L’une des questions traitées souvent dans la littérature sur
la croissance économique est le rôle de ce dernier dans l’intensité de création
d’emploi. L’objet de cette question consiste à donner une mesure numérique de
l'évolution de l'emploi en fonction de la production économique, et d’associer la
croissance de l'emploi à un point de croissance économique. Bien qu’elle soit moins
fréquemment discutés que d'autres indicateurs clés du marché du travail,
l’élasticité de l'emploi (ou de chômage) peut fournir des informations
importantes sur l’interdépendance entre les performances économique et sociale.
Dans son utilisation la plus fondamentale, l’élasticité
croissance-emploi sert à examiner comment la croissance de la production
économique et la croissance de l'emploi évoluent. Elle peut également donner un
aperçu de la façon dont la génération d'emplois varie pour différents
sous-ensembles de population dans une économie et aider à détecter et analyser
les changements structurels de l'emploi au fil du temps. Le mérite de cette
question revient au travail de l’économiste américain Arthure Okun qui a
annoncé une relation linéaire liant la croissance et le taux de chômage en
1962. Cette relation est connue, depuis lors, sous le nom de la loi d’Okun.
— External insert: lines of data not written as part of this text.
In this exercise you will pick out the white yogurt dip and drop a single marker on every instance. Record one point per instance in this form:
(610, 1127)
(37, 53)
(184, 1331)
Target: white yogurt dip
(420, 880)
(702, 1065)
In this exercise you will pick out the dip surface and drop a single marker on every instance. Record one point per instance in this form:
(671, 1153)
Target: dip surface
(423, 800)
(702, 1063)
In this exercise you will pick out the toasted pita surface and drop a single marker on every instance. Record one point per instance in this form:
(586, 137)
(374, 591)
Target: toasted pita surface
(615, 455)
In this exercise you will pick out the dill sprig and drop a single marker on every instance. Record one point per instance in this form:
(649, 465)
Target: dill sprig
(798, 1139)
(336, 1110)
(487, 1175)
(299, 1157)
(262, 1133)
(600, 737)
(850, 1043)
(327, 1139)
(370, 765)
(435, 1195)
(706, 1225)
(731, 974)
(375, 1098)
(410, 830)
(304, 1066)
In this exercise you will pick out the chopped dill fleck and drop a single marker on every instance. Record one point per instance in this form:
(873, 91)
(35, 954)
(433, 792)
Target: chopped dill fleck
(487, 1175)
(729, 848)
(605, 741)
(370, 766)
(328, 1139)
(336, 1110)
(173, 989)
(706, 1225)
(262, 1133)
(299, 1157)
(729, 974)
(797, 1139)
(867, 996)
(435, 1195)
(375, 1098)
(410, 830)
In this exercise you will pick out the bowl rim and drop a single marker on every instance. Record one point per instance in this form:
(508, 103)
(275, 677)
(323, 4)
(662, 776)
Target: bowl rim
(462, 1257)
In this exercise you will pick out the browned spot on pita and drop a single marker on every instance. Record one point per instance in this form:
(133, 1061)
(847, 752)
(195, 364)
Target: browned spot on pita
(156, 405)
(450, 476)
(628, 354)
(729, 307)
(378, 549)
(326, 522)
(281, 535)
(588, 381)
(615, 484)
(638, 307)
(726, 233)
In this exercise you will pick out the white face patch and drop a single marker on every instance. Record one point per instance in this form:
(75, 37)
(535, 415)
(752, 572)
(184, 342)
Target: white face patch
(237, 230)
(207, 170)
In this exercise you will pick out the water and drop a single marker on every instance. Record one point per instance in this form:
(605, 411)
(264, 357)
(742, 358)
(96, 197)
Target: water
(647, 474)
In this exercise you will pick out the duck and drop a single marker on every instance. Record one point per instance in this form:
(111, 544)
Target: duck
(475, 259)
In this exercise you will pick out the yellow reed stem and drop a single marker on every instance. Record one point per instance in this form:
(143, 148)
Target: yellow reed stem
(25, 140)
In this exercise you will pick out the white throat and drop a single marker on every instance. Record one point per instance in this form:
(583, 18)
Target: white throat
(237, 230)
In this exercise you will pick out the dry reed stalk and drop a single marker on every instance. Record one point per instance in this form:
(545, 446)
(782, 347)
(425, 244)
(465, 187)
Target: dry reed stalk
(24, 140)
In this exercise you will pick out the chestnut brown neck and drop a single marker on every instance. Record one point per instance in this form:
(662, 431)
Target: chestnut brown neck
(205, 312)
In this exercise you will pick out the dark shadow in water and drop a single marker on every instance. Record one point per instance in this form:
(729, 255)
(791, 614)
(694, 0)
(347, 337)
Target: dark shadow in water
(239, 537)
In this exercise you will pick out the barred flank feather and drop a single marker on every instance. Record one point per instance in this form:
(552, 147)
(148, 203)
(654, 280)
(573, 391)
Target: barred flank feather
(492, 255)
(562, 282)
Selon la littérature, il existe deux manières de vérifier la
loi d’Okun et de spécifier une relation entre la croissance et le
chômage ; le modèle cyclique (Gaps version) et le modèle en
première différence (Changes version). La première spécification met en
lien, d’une part, l’écart entre la croissance effectivement réalisée et la
croissance potentiellement réalisable et, d’autre part, le taux de chômage
observé comparé au taux de chômage "naturel", c’est-à-dire celui qui
correspond au fonctionnement "normal" de l’économie.
La loi s’écrit alors :
Ut – U*t =
β (Yt – Y*t) + εt
Dans cette relation, β est
un coefficient (a priori négatif), εt est un résidu
statistique, Ut est le taux de chômage observé, U*t est
le taux de chômage naturel, Yt - Y*t est
l’écart de production (output gap), entre la production effective et la
production potentielle, généralement calculé en pourcentage du PIB potentiel
(ou encore en prenant la différence des logarithmes des deux productions). Ces
composantes cycliques sont obtenues en utilisant les techniques de filtrage des
séries chronologiques (le filtre d’Hodrick-Prescott (HP) est un exemple) qui
permettent de calculer la déviation de chaque indicateur par rapport à sa
tendance.
La deuxième spécification met
en lien, d’une part, la variation du taux de chômage U entre les dates t et t-1 et, d’autre part, le taux de croissance du PIB pendant cette période
(en %) soit
(Yt - Yt-1) /
Yt-1) (ce taux de croissance
du PIB est noté Ygt (Growth).
La loi s’écrit alors :
∆U𝑡 = β0 + β1Ygt + εt
Figure 1 : Evolution
du taux de chômage et du taux de croissance (%)
La mise en œuvre du modèle d’Okun sur les données marocaines
durant la période 1999-2015 nous a permis de dégager des résultats contrastés
selon différentes sous-groupes de la population.
Figure 2 : Coefficient d’élasticité croissance-chômage sur la période
1999-2015 (%)
Au niveau national, un point de croissance contribue à la
baisse du taux de chômage de 0,15%, une élasticité enregistrée en France durant
les années 1960 et 1970 (Blanchard et Cohen, 2006) ; selon des estimations
récentes, cette élasticité avoisine -0,60%, rejoignant ainsi l’intensité du
lien entre croissance et emploi aux États-Unis.
Le résultat le plus important
est enregistré chez les diplômés de l’enseignement supérieur : un point de
croissance génère une réduction du taux de chômage de 0,75%. Par contre, cette
relation n’est pas justifiée pour les femmes, les jeunes, le milieu rural ou
les non diplômés. Ceci pourrait être expliqué par le caractère segmenté du
marché du travail qui fait que l’emploi de certaines catégories de la
population, notamment les femmes et les jeunes, est indépendant de la
croissance économique ; il s’agit, essentiellement, des emplois peu
qualifiés, dans l’informel ou dans des secteurs peu productifs.